The appellant argues in that it is bound by strict specifications in the making of ready-mix, that the pit operation is combined with the ready-mix plant as a processing and manufacturing operation.
I quote from Mr Roland St-Onge’s judgment in Nova Scotia Sand and Gravel Limited (supra) at pages 2322 and 1240 respectively:
It is common knowledge in the sand and gravel business that one does not produce this raw material by the simple fact of digging and carrying it. It is equally known that a company such as the appellant’s company, which proceeds the way it does, has in fact produced an industrial mineral because the raw material was being processed to render it more commercial.
. .. I am inclined to believe that, when Parliament enacted section 125.1 of the Act, the intent was to give the simplest meaning to the word “mineral” to identify an inanimate object which would include rocks, sand and gravel. Keeping that in mind, it is reasonable to believe that the opinion of Mr Guillet is correct and that the word “mineral” includes rocks, sand and gravel.
Though the decision of Dubinsky, DJ in Nova Scotia Sand and Gravel Limited (supra) is under appeal, I agree with the reasoning of Dubinsky, DJ, completely where he states at pages 284 and 6195 respectively:
The most important stage of the sand processing is its classifying and breaking down in various grades or particle sizes. All forms of rock raw material are reduced to the size required and once this is done, the sizes are separated.
To begin with, I am in agreement with the learned member of the Tax Review Board when he holds that the word “mineral” does include rock, gravel and sand. Britannica World Language Dictionary defines “mineral” as “a naturally occurring, homogeneous substance . . . having a characteristic set of physical properties, a definite range of chemical composition and molecular structure; any inorganic substance, as ore, a rock, or a fossil”. Stroud’s Judicial Dictionary (4th ed, 1973) says: “minerals . . . means primarily all substances other than the agricultural surface of the ground—which may be got for manufacturing or mercantile purposes, whether from a mine . . . or such as stone or clay, which are got by open working . . .” “Every substance which can be got from underneath the surface of the earth for the purposes of profit, including sand and gravel and clay ...” I am satisfied that Plaintiff’s counsel does not seriously dispute this. I am satisfied furthermore that he does not seriously assert that the expression “producing” is done by nature.

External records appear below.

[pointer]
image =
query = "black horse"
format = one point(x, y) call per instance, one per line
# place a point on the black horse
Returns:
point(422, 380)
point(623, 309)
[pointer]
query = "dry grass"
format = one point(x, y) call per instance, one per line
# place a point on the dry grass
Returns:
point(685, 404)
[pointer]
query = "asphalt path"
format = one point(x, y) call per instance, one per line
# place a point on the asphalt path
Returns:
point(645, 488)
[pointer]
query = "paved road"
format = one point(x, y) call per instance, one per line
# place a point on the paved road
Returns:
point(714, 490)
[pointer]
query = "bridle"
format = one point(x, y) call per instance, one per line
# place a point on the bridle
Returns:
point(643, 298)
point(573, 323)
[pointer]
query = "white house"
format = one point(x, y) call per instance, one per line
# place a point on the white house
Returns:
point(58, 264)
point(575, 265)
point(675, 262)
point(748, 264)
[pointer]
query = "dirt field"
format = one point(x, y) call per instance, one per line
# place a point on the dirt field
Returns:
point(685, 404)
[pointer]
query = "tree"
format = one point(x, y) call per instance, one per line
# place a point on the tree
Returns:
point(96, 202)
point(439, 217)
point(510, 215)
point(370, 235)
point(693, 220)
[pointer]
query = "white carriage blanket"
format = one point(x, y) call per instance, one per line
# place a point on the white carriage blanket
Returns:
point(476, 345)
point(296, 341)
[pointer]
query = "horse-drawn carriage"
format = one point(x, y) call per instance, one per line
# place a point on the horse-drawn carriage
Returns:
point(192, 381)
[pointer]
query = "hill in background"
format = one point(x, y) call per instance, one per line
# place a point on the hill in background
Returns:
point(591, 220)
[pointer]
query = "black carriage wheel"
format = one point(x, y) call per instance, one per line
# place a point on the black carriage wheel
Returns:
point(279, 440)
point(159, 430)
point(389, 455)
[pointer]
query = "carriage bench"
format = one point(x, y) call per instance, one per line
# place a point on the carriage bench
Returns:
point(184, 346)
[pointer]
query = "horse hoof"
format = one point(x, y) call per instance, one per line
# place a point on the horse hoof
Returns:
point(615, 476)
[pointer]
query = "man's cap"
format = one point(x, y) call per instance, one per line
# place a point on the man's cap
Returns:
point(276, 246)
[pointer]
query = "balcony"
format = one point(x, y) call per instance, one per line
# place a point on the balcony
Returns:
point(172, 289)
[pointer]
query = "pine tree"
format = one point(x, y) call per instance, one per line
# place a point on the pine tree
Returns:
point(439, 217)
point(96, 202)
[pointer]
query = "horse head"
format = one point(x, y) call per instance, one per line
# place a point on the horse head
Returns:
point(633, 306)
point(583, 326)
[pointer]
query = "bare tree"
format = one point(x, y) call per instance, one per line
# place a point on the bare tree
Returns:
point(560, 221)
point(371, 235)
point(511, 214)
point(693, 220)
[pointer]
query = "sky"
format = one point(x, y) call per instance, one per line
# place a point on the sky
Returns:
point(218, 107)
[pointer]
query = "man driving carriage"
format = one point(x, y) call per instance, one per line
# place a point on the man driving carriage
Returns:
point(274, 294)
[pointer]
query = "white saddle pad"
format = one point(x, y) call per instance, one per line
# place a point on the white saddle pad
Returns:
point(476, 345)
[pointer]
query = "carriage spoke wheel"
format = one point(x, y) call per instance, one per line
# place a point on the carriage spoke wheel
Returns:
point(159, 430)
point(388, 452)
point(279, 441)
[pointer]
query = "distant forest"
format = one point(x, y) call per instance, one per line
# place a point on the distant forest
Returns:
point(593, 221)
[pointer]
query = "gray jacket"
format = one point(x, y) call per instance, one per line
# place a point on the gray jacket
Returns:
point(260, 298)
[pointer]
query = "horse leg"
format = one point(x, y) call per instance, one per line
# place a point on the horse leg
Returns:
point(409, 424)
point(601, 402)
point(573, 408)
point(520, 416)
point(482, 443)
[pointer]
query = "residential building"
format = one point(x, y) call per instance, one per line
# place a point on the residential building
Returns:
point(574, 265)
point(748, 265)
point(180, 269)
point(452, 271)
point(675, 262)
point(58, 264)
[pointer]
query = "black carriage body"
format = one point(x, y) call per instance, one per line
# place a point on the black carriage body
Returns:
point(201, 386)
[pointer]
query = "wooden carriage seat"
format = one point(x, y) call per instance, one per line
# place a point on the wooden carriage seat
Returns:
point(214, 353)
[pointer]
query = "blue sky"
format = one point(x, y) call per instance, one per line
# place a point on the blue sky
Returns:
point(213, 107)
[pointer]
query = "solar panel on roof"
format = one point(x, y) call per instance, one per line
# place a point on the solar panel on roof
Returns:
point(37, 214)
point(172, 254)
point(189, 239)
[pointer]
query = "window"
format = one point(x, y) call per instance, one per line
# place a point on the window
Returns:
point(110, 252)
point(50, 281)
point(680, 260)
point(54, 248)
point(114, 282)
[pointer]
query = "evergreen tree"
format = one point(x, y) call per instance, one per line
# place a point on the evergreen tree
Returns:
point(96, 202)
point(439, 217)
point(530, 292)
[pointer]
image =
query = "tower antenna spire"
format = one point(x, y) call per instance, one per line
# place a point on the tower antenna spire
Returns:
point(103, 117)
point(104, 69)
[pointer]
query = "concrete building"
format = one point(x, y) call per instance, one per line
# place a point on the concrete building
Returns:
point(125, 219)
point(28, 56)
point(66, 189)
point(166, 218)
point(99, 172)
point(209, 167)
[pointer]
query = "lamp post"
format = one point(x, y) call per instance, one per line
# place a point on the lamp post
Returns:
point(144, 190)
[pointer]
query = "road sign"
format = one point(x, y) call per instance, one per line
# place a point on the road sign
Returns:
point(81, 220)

Numerous cases were cited by counsel before the Federal Court— Trial Division, and considered by Dubinsky, DJ.
There is no definition in the Income Tax Act for the term “manufacturing or processing’’, but subparagraph 125.1 (3)(b)(vii) states:
“manufacturing and processing’’ does not include producing industrial minerals.

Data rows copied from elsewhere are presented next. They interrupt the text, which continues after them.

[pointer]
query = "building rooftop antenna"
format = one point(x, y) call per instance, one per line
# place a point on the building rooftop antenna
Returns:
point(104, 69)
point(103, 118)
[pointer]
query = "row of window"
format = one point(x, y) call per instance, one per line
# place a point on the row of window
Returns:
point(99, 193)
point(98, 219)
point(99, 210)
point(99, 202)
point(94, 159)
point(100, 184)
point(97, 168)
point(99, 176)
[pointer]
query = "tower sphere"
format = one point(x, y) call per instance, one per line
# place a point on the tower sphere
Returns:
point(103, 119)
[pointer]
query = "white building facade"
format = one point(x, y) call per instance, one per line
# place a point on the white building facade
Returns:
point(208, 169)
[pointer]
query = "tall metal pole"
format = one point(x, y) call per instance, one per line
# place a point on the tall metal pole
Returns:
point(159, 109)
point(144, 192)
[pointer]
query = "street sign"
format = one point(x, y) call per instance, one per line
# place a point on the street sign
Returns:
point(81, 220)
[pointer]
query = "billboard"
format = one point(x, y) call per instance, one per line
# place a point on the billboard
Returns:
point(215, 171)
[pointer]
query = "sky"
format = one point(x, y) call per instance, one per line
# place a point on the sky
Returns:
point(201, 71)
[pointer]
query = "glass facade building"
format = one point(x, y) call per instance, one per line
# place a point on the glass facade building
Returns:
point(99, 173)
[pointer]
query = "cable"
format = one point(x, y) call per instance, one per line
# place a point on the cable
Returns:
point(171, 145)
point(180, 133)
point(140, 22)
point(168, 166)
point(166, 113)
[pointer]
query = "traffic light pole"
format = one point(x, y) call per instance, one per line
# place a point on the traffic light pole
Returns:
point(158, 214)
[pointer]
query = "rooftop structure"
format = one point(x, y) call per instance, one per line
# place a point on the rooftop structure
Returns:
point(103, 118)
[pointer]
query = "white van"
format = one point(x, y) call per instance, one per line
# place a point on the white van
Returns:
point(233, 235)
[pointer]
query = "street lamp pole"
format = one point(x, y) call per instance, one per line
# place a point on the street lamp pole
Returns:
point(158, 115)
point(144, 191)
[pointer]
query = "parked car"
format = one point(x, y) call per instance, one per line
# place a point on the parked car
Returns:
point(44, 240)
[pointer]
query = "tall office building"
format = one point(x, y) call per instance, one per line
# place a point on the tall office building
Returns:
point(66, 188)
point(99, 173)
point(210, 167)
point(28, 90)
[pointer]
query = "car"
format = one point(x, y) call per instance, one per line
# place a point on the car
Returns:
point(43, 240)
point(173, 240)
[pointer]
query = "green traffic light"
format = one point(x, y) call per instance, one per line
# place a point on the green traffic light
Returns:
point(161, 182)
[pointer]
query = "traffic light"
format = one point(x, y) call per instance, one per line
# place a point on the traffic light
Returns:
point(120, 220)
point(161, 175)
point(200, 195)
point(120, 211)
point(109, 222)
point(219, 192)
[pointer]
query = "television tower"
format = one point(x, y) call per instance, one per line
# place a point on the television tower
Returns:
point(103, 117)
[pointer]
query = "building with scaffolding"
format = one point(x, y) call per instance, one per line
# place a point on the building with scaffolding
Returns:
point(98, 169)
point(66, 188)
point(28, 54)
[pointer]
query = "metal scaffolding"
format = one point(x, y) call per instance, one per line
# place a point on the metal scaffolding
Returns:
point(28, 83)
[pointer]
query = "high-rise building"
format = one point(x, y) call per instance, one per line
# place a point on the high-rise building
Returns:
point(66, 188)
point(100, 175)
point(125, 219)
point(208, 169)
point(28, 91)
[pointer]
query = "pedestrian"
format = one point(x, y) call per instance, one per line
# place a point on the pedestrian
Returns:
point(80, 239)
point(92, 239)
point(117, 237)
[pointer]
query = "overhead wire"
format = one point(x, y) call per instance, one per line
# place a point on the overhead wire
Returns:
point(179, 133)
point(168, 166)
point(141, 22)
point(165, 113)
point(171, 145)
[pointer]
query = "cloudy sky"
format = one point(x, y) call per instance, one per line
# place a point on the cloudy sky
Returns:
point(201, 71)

I concur completely with Dubinsky, DJ, in Nova Scotia Sand and Gravel Limited (supra), when he says at pages 295 and 6202 respectively:
Keeping in mind the above noted “golden rule” rule of construction and having reviewed carefully the operations conducted by the plaintiff as described in detail earlier in these reasons, I am satisfied with deference to contrary view, that what the plaintiff did in the taxation years in question was unquestionably “producing industrial minerals”. The plain and ordinary meaning of the words used in the statute, when applied to the operations conducted resulting in the final marketable form of the material sold, leads me to no other conclusion.
I hold that the pit operations of the appellant come within the meaning of subparagraph 125.1 (3)(b)(vii) of the Act, mainly in that, in this operation, the appellant was producing industrial minerals. I therefore dismiss the appeal.
Appeal dismissed.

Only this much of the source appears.